On topic, if it were my money I would personally go for the Collinite as I reckon if you get the prep right you'd be hard pushed to tell an notable difference, if any at all - all my recent tests are pointing to this every wax I have tried, which is what has sparked me to organise the big test...

Durability wise, this is where Raceglaze 55 is still standing out for me, but its standing out amongst its "competitors" - as in the Dodo, Victoria crowd and its standing out to me as better, but not hugely - worth of note though if this is the price bracket you are in and I can safely say it smashed ***** Concours to pieces on durability for a third of the price! But it didn't take Collinite's crown in this regard _for me personally in my experience_. It was good, but not the best and for me, I would fall down on the side of durability and out of the two I would head towards Collinite. Again, this is just me personally.

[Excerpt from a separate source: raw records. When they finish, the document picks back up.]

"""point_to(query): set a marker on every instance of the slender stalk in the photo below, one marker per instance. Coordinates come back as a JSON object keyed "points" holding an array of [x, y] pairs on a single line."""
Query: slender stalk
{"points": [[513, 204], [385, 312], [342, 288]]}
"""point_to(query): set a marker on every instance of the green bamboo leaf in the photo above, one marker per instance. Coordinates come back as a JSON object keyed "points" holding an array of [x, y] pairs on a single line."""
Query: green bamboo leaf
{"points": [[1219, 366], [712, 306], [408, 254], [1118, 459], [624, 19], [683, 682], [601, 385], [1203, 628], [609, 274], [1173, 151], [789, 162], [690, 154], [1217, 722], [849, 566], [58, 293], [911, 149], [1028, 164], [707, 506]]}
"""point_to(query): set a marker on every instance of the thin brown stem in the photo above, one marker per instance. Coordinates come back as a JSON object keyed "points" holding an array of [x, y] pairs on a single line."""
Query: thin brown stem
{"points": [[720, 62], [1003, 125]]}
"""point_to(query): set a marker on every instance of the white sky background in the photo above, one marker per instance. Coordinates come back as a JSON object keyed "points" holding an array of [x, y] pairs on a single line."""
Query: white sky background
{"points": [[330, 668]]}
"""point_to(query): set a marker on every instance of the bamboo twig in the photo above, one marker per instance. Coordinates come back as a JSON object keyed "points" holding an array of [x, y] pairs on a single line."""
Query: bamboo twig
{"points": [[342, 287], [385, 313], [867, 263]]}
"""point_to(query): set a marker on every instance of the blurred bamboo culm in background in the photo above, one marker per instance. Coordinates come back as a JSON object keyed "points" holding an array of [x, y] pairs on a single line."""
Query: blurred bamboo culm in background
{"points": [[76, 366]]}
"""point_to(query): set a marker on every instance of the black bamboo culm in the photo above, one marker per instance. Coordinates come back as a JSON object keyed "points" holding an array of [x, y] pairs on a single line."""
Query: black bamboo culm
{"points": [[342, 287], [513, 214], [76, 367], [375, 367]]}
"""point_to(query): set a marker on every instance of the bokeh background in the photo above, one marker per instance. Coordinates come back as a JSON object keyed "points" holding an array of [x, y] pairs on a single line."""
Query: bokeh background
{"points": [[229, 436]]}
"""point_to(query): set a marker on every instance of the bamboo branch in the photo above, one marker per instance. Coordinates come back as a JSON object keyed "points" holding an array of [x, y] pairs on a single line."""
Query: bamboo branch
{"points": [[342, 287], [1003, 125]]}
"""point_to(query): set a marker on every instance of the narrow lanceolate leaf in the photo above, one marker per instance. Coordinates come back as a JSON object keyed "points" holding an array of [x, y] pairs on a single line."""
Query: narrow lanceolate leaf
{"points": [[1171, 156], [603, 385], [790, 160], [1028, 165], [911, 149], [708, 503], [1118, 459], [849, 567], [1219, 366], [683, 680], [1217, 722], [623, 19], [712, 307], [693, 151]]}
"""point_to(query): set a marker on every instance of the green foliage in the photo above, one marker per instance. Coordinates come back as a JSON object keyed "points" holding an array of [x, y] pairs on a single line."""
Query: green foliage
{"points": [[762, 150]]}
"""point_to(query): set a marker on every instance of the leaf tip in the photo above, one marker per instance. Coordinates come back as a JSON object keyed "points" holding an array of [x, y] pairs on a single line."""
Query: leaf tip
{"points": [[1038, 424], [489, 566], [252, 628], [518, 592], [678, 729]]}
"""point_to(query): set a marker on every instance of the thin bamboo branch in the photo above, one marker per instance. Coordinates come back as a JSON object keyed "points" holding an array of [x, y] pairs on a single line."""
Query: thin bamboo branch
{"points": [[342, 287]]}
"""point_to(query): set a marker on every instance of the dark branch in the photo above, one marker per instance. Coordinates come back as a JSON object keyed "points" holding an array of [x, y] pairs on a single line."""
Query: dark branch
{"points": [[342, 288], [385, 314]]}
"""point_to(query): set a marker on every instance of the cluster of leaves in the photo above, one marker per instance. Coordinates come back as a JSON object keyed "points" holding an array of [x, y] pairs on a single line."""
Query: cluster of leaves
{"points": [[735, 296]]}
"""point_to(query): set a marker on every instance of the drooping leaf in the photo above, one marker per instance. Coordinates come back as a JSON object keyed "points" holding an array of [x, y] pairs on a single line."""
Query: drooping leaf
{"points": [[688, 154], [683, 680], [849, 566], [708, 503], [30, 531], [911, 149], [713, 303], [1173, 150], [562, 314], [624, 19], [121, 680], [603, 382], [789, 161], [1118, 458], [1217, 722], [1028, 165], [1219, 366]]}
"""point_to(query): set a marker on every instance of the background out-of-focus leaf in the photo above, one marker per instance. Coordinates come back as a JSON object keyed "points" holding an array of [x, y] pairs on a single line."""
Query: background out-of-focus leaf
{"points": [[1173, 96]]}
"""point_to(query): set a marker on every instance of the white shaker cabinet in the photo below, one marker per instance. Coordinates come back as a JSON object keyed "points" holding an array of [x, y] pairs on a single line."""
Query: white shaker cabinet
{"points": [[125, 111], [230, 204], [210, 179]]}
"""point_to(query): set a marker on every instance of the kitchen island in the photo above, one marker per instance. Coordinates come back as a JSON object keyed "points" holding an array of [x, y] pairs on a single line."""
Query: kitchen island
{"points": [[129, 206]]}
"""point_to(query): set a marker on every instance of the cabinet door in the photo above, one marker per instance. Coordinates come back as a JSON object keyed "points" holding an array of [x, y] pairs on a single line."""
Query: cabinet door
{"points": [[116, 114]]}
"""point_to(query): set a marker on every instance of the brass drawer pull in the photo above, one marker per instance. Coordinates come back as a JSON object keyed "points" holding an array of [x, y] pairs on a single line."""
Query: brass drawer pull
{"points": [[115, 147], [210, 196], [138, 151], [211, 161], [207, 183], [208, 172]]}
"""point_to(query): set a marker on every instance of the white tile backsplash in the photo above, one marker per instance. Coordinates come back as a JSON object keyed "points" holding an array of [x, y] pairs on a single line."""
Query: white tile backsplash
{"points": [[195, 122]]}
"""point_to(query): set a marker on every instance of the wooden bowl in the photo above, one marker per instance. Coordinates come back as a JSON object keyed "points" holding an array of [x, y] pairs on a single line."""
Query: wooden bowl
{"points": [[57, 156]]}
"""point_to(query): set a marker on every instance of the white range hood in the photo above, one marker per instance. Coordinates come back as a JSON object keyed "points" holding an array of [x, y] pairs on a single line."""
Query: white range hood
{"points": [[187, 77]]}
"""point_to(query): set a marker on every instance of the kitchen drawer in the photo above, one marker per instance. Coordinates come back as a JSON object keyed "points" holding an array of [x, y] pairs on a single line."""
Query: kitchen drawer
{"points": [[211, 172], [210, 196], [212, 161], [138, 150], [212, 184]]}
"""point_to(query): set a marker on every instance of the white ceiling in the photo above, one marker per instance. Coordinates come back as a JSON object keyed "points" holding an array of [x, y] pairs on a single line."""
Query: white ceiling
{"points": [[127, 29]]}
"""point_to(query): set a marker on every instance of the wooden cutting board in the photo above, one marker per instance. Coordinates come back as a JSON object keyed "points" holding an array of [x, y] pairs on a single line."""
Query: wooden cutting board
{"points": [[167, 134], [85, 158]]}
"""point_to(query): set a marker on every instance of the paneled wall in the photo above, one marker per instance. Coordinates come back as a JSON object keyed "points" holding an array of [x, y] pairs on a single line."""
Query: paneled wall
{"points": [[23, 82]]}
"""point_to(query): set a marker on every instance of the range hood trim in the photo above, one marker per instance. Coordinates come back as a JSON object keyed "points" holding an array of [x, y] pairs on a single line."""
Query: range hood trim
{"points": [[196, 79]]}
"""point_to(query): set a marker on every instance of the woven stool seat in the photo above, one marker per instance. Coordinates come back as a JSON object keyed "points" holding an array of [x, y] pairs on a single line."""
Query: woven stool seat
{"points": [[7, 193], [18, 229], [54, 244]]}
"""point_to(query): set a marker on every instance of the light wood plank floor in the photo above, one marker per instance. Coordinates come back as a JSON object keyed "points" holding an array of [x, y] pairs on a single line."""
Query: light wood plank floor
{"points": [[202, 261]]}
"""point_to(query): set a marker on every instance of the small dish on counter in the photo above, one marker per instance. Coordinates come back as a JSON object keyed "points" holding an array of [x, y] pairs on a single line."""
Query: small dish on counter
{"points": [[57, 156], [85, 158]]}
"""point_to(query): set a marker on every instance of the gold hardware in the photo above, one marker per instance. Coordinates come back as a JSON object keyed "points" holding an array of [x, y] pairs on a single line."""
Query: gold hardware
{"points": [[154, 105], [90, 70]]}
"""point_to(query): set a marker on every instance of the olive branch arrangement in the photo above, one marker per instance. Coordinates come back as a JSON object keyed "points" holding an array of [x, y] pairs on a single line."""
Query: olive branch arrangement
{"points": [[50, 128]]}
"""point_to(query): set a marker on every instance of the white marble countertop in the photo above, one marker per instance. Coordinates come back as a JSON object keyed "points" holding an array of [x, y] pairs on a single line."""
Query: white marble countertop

Actually, if I was going to spend Raceglaze 55 or equivalent money, I'd be getting Zaino instead for its durabilty and the fact that everyone who sees my car regularly have commented that its the best its ever looked and mine is wearing Zaino at the moment... Whether it truly is or not remains to be seen on the big test, but I have an inclaning it does offer that little bit more given these responses and what I see on the car in everyday life... but then, I still want to see if this is just my mind seeing it, or whether its actually there. I think it is. But then, I thought it was with some other LSPs and yet when putting them all together I couldn't see a tangible difference looks wise. I'll reserve hard and fast judgement on these things until I conduct the test.


----------



## ahaydock (Jan 4, 2007)

Just looking forward to your wax test, as whilst I do think certain waxes other differences in their finish they are subtle and I agree that prep is more the key here than wax. What is also hard to tell is how it looks in pics on here. Having machined the car and finished with Colly and then again with RG 55 I would say the RG 55 had the edge in looks, as it was more glossy and was especially noticeable around the wheel arches etc (this is where I notice Zaino do its thing).

Hopefully I can get along to Slough to take part :thumb:


----------